Take, for instance, the parallels that scholars have identified between days 1-3 and days 4-6 in Genesis 1, illustrated best by using a chart:
The first three days feature the creation of habitats, and the next three fill those habitats with inhabitants.
Here’s another diagram that highlights the connections in slightly more detail (ironically found on a site trying to dispute the parallelism in the passage!):
Others like it can be found on various web pages as well as in books and commentaries.

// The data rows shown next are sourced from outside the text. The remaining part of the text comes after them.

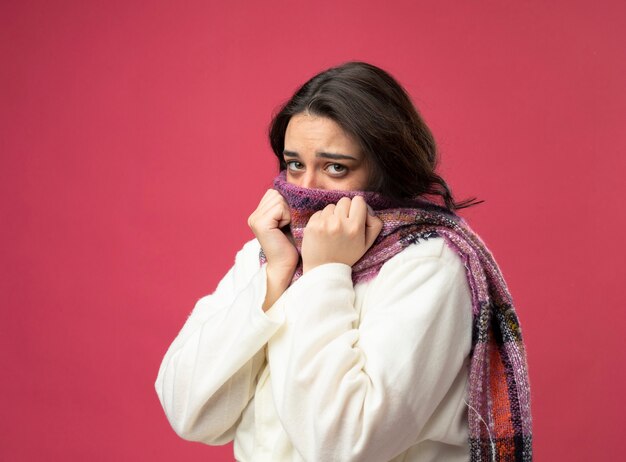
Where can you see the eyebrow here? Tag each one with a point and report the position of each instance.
(326, 155)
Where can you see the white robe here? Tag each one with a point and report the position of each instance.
(331, 372)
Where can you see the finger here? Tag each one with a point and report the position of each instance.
(329, 210)
(358, 210)
(343, 207)
(373, 227)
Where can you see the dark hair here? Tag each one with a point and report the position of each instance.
(370, 105)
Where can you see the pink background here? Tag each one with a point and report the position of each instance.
(133, 149)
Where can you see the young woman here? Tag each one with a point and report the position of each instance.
(365, 321)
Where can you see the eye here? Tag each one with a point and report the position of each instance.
(294, 165)
(337, 169)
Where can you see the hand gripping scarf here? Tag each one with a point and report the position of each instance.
(499, 393)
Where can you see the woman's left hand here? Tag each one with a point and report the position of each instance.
(339, 233)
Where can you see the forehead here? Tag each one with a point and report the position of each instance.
(310, 131)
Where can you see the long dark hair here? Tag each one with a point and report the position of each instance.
(370, 105)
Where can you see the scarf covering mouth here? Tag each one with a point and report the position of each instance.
(500, 424)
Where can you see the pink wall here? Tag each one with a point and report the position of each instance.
(133, 148)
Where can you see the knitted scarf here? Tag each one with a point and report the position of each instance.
(499, 394)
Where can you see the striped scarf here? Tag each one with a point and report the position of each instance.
(499, 393)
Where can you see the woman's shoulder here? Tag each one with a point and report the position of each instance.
(433, 248)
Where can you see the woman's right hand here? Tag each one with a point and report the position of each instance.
(282, 256)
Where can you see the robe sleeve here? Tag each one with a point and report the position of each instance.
(209, 372)
(366, 393)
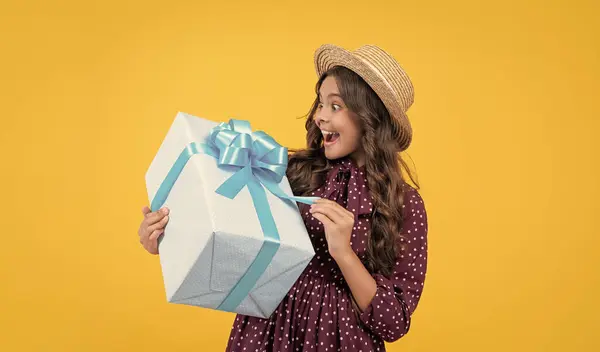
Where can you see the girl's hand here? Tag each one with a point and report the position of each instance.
(338, 223)
(152, 227)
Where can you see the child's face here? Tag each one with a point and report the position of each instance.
(340, 127)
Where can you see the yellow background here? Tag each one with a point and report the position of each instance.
(506, 148)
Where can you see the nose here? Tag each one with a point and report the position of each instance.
(321, 117)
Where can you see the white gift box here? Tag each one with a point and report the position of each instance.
(211, 241)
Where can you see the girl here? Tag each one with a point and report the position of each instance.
(369, 229)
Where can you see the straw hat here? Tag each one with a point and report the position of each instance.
(381, 71)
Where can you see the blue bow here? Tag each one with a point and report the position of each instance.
(260, 161)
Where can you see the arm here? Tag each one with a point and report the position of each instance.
(389, 312)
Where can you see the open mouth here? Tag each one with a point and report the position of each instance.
(330, 138)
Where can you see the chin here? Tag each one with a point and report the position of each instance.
(334, 154)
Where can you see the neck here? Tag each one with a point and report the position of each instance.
(359, 158)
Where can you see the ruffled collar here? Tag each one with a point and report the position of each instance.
(347, 184)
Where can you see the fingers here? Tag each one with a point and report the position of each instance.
(158, 225)
(155, 234)
(154, 217)
(335, 213)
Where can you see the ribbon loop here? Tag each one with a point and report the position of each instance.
(260, 162)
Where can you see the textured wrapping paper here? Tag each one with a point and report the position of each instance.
(235, 240)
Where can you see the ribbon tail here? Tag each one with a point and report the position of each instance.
(234, 184)
(274, 188)
(265, 255)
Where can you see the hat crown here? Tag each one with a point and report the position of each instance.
(390, 72)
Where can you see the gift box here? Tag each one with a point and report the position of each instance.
(235, 240)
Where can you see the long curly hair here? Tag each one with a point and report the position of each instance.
(307, 168)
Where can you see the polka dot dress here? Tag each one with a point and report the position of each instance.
(318, 313)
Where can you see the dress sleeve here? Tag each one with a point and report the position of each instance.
(389, 313)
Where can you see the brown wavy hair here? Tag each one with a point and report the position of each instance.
(307, 168)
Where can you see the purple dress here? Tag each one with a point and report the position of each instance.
(318, 313)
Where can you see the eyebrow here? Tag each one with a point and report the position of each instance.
(332, 95)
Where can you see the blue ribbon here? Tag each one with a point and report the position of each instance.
(260, 161)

Now, let’s see what happens if Answers in Genesis decides that it wants to try to co-opt this into their twisted approach to the Bible and to science:
In their attempts to shoehorn science (or rather, their distorted and selective bits of science) into the passage, they make nonsense of the parallels. They not only remove the dome from day 2 (to facilitate their deceitful claim to take Genesis 1 literally in a manner that is not selective), but they focus on the creation of a habitable atmosphere in between the waters above and below on day 2, which leaves one with the impression that the sea creatures on day 5 ought to live in the sky. The Bible’s beautiful structure is treated by them as so much garbage, to be ridden roughshod over in their misguided attempt to hijack Scripture and science for their own twisted ends. Because they are not interested in exploring and highlighting what is actually in Scripture, but in using Scripture for their own ends.

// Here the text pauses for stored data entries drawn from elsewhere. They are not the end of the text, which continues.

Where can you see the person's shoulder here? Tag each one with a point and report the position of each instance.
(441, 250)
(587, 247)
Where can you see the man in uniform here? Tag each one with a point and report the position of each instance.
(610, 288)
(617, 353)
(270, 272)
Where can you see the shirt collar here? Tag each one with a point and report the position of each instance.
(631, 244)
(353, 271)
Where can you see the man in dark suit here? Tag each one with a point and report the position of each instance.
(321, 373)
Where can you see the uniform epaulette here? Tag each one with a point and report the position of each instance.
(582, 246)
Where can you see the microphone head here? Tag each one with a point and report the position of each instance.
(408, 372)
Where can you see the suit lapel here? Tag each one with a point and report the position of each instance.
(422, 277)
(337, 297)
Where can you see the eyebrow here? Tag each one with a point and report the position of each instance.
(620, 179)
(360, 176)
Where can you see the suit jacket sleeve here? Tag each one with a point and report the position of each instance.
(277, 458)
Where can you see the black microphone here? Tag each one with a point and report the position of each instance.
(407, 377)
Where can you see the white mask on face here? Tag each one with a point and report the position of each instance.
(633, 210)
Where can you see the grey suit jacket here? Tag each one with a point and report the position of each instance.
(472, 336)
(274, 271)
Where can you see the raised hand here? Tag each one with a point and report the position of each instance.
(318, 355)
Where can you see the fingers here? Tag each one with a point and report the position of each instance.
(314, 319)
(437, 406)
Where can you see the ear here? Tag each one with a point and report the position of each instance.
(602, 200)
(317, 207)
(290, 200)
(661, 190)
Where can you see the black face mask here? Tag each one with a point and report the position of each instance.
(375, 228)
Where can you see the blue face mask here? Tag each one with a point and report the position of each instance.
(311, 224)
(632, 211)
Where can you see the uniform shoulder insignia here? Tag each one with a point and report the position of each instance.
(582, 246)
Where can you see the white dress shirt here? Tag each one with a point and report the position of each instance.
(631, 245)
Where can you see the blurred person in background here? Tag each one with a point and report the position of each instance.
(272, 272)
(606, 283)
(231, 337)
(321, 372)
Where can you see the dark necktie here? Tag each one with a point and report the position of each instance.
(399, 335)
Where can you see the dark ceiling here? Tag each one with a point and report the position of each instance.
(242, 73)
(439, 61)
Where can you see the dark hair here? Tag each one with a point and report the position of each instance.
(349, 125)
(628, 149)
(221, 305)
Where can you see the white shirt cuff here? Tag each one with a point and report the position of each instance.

Here’s another image of theirs I came across:
They misconstrue the Bible as though it were not the work of men – even though Paul doesn’t merely put his name in the author’s position on his letters, but emphasizes in 2 Corinthians 11 that he speaks there as a fool and not according to the Lord. Genesis 1, even if it were by Moses, would not then be beyond dispute, nor removed from the category of “work of a man.” But as it stands, it is anonymous, and includes elements which are pre-scientific and a structure which is naturally understood to be poetic in character, or at least not focused on chronology but rather on parallelism. Then they treat what nature – that is, from a Christian perspective, God’s creation – says as though it were mere human opinion. And the implicit message of the question at the bottom is that they are not in fact doing precisely what they accuse others of doing, namely twisting and changing scripture. Young-earth creationists take scissors and pen to the Bible (metaphorically, of course, using the Bible selectively and changing the meaning of words to suit their presuppositions), and add to this the sins of hypocrisy and lying.

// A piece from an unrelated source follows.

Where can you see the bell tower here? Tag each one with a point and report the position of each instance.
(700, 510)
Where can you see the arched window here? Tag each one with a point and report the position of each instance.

Young-earth creationism is the work of charlatans who know little about either the Bible or science, and mislead the gullible. That would be sad enough. But as if their work turning the Bible and the Christian faith into a laughing stock were not enough, they also close some Christians’ ears to the voice of other Christians who actually do know something about the Bible or about the sciences. Thus they sow division in the body of Christ.